Entropy

by JS

Entropy has always struck me as a somewhat puzzling concept. The definition is simple enough

H(X) = - \sum_i p_i \log p_i

but raises all kinds of puzzling questions. What is with the minus sign? Why use the logarithm? Imagine for a moment that you do not know anything about logarithms, and you were trying to understand the definition above

H(X) = - \sum_i p_i f(p_i)

where f \equiv \log . Of course, we still have this mysterious minus sign, so lets fold that into our mystery function g \equiv - f . Now

H(X) = \sum_i p_i g(p_i)

looks like a weighted average of some mystery function g .
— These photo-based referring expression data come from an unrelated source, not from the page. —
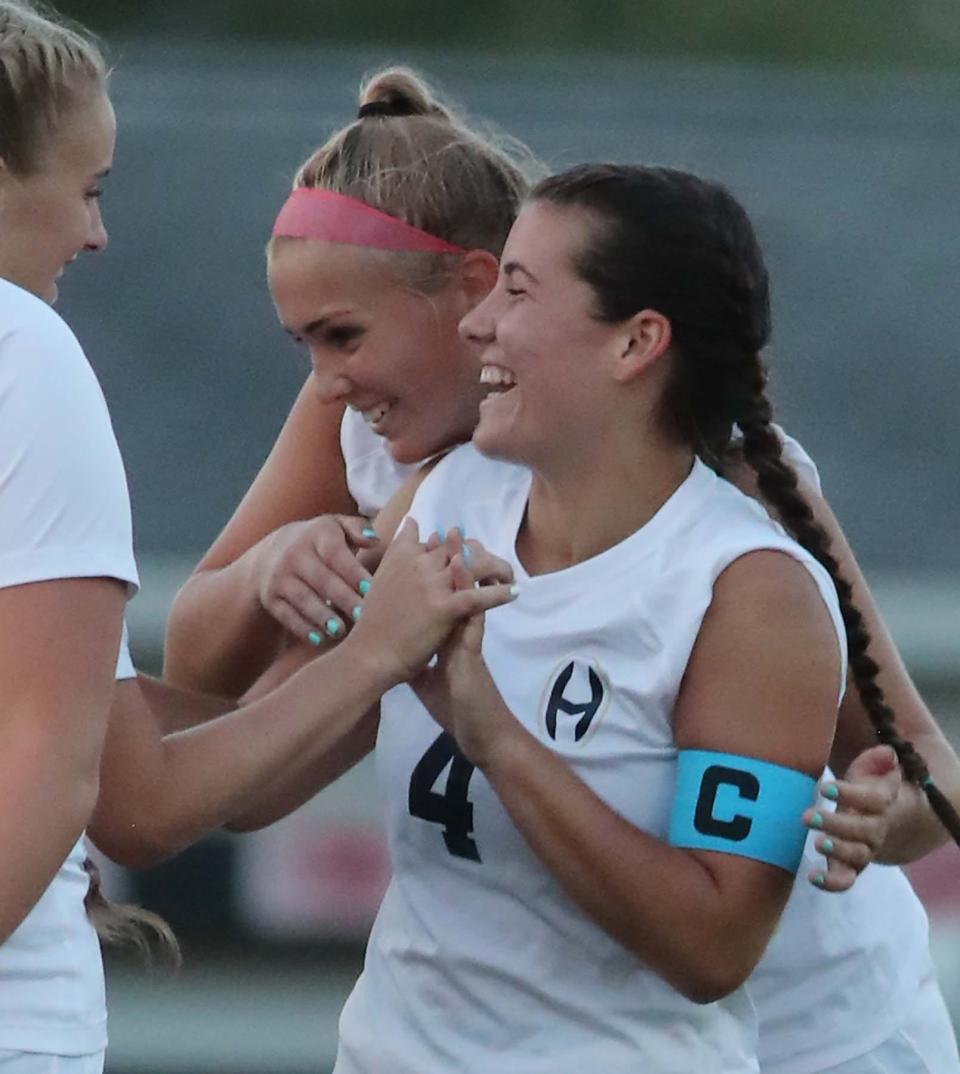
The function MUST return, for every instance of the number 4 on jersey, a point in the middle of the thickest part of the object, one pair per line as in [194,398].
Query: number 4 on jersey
[451,809]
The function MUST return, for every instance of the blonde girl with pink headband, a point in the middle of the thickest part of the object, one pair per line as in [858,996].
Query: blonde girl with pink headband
[392,383]
[67,568]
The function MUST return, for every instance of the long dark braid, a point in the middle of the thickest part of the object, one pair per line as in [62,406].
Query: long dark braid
[671,242]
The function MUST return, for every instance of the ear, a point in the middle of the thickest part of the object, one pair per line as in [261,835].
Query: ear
[640,342]
[477,275]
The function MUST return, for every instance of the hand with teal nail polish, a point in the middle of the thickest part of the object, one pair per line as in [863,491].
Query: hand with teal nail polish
[310,567]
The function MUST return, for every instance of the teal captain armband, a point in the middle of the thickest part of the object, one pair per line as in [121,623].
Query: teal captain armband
[740,806]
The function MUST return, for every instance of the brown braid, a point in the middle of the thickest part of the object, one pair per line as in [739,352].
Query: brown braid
[671,242]
[122,924]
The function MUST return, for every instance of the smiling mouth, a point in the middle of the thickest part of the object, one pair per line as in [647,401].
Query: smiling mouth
[496,379]
[374,415]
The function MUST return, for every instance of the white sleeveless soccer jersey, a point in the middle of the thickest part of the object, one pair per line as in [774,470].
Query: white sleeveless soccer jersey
[843,971]
[478,960]
[64,512]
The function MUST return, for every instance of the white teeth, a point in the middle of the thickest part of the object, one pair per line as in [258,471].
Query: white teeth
[376,414]
[496,375]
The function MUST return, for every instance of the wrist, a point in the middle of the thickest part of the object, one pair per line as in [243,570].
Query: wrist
[375,666]
[507,746]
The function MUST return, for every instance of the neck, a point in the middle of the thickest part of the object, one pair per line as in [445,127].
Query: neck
[578,510]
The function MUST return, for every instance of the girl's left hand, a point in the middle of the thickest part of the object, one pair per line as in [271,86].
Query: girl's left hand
[459,691]
[417,597]
[851,838]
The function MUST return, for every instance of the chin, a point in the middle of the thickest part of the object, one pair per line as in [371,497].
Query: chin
[486,441]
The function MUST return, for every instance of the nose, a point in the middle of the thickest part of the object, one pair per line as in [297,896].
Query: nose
[332,387]
[478,325]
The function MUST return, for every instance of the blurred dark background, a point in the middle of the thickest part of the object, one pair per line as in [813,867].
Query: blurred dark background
[834,122]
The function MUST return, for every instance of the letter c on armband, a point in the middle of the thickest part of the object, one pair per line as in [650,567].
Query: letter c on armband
[740,806]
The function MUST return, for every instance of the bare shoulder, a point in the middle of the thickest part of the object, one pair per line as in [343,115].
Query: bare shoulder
[765,673]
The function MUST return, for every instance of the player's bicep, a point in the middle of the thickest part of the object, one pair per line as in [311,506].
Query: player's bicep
[754,723]
[57,665]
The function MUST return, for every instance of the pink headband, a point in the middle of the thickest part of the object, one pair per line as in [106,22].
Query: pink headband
[321,214]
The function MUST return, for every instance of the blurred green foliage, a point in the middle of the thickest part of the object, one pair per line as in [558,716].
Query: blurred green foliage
[818,32]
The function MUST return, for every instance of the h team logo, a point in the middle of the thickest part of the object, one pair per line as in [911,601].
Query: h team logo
[575,700]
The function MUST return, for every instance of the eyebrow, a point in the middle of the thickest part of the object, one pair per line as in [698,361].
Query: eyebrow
[512,266]
[315,325]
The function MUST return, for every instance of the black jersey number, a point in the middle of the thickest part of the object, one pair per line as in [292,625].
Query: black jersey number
[451,809]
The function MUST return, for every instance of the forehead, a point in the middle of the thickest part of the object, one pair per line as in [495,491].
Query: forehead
[546,238]
[309,277]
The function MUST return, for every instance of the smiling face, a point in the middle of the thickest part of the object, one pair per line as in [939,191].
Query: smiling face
[379,346]
[48,216]
[541,349]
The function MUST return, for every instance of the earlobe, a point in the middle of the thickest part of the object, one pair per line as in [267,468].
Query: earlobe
[478,275]
[645,336]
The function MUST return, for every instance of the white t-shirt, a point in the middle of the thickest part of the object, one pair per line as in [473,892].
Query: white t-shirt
[841,971]
[478,960]
[64,512]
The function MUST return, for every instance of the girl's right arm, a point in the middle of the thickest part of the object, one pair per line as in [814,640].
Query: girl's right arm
[58,656]
[219,636]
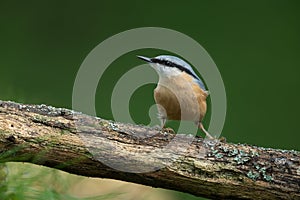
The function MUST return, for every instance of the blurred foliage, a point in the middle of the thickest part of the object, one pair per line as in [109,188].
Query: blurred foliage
[255,45]
[26,181]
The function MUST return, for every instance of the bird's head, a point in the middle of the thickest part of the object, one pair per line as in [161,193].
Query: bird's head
[166,66]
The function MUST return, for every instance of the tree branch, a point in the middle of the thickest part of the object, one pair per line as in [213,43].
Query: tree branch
[85,145]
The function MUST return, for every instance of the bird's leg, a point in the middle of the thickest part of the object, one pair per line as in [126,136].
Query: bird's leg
[205,131]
Let’s go one step further and rewrite this definition in terms of outcomes where P(X = w_i) = p_i and h(w_i) \equiv g(P(X=w_i)) is a mystery function of the outcomes w_i of X. Then we have

H(X) = \sum_i P(X = w_i) h(w_i).

The weights, quite naturally, are the probabilities of various outcomes. Compare this, for instance, with the expected value

E(X) = \sum_i P(X = w_i) w_i .

Now we need to introduce some intuition for entropy. We want to capture a certain common sense notion of “disorder.” In the language of probability theory, a random variable is maximally disordered if all outcomes are equally likely.
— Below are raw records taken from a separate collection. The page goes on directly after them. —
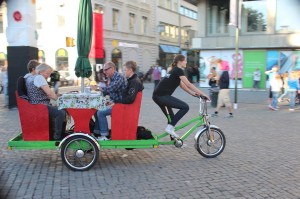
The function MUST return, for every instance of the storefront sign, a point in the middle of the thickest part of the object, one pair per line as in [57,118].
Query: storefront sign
[128,45]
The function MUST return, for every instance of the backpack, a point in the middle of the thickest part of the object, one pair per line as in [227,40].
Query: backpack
[55,76]
[143,133]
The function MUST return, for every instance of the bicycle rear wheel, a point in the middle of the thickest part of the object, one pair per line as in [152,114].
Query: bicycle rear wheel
[210,144]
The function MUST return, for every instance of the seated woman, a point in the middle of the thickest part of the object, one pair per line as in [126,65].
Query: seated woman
[39,92]
[128,96]
[162,94]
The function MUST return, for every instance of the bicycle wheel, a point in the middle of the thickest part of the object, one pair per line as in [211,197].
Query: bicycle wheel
[79,153]
[211,144]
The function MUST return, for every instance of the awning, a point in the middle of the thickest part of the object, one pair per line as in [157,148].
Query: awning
[169,49]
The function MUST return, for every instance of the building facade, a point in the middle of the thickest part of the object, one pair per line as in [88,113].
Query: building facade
[268,36]
[145,31]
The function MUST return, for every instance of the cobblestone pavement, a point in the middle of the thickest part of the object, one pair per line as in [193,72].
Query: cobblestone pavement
[261,160]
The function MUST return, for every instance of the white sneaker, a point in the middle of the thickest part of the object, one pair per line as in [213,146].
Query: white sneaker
[170,130]
[102,138]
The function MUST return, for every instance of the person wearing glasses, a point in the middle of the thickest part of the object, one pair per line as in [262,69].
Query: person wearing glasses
[114,89]
[39,92]
[32,64]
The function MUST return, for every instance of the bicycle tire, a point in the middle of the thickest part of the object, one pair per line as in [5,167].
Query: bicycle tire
[208,148]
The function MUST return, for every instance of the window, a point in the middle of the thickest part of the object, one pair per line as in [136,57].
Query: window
[254,16]
[288,23]
[1,24]
[168,30]
[98,8]
[144,25]
[131,22]
[115,19]
[217,17]
[168,4]
[188,12]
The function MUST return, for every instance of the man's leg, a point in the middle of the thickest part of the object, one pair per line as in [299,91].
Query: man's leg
[59,117]
[102,121]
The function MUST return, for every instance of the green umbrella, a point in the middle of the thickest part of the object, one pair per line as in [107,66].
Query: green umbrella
[84,37]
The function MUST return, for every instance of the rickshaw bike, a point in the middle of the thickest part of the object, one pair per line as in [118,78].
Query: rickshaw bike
[80,150]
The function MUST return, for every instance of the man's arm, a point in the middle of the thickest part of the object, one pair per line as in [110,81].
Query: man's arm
[114,85]
[49,92]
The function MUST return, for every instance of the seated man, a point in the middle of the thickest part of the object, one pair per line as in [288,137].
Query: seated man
[39,92]
[128,95]
[32,64]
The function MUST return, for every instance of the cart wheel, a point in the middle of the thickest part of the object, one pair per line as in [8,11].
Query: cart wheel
[210,144]
[178,143]
[79,153]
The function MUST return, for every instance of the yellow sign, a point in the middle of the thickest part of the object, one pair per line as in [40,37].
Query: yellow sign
[115,43]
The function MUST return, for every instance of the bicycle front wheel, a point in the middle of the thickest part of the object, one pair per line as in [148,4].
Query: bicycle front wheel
[211,143]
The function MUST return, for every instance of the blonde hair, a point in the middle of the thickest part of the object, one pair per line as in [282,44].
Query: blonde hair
[131,64]
[42,67]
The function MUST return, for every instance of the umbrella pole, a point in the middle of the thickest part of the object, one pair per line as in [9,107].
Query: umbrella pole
[82,85]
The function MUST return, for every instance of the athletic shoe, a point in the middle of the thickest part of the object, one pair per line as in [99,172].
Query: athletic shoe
[272,108]
[229,116]
[102,138]
[170,130]
[214,115]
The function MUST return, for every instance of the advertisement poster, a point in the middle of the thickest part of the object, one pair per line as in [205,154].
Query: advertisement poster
[208,59]
[254,60]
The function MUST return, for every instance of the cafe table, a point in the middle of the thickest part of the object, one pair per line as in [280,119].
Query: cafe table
[81,107]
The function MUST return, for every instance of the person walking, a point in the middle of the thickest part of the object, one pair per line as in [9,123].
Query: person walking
[293,89]
[271,75]
[156,75]
[224,92]
[285,77]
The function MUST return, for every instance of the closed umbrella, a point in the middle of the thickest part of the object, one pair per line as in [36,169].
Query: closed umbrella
[84,37]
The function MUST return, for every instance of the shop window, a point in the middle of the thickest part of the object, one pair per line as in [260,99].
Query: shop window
[288,23]
[115,19]
[254,16]
[144,25]
[61,60]
[131,22]
[217,17]
[2,59]
[1,23]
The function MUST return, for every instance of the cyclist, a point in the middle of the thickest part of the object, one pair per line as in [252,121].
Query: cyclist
[162,94]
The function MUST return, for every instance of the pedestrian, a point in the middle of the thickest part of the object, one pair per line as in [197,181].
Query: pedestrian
[39,92]
[162,94]
[293,89]
[256,78]
[156,75]
[4,80]
[212,77]
[163,72]
[271,75]
[196,73]
[285,77]
[224,92]
[102,79]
But if what if all outcomes are not equally likely? Some outcomes may be surprising (because they have low probability). Some outcomes may be unsurprising (because they have high probability). This notion of “surprise” is precisely what the mystery function is trying to measure. And entropy is the weighted average of surprise.

So, here are some properties we’d like our surprise function to have:

  • h(w_i) should be large when p_i (the probability of w_i) is small.
  • h(w_i) should be small when p_i (the probability of w_i) is large.
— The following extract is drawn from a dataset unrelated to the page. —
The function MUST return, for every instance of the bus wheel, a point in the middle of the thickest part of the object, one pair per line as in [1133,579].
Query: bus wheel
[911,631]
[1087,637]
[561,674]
We can probably think of a number of functions h that have these two properties. It turns out that we need to satisfy another property as well.

  • Suppose w_i is an event that is composed of two mutual independent events a_i and b_i. Then we’d like h(w_i) = h(a_i) + h(b_i).

Intuitively, an event should be as surprising as the sum of the surprise of any sub events. Consider the following function of an event w_i

h(w_i) = \frac{1}{P(X = w_i)}.

For large P(X = w_i) , h(w_i) is small. Similarly, for small P(X = w_i) , h(w_i) is large. Unfortunately, this function does not satisfy property 3 since for mutually independent sub-events, we have

h(w_i) = \frac{1}{P(X = a_i)P(X=b_i)} \ne \frac{1}{P(X = a_i)} + \frac{1}{P(X=b_i)}.

By using the logarithm we can define a function h that satisfies all the properties we want, including the summation property:

h(w_i) = \log(\frac{1}{P(X = a_i)P(X=b_i)}) = \log(\frac{1}{P(X = a_i)}) + \log(\frac{1}{P(X=b_i)}).

Now observe that

h(w_i) = \log(\frac{1}{P(X = w_i)}) = - \log(P(X = w_i)) = -\log(p_i)

leading to the definition of entropy that we started with!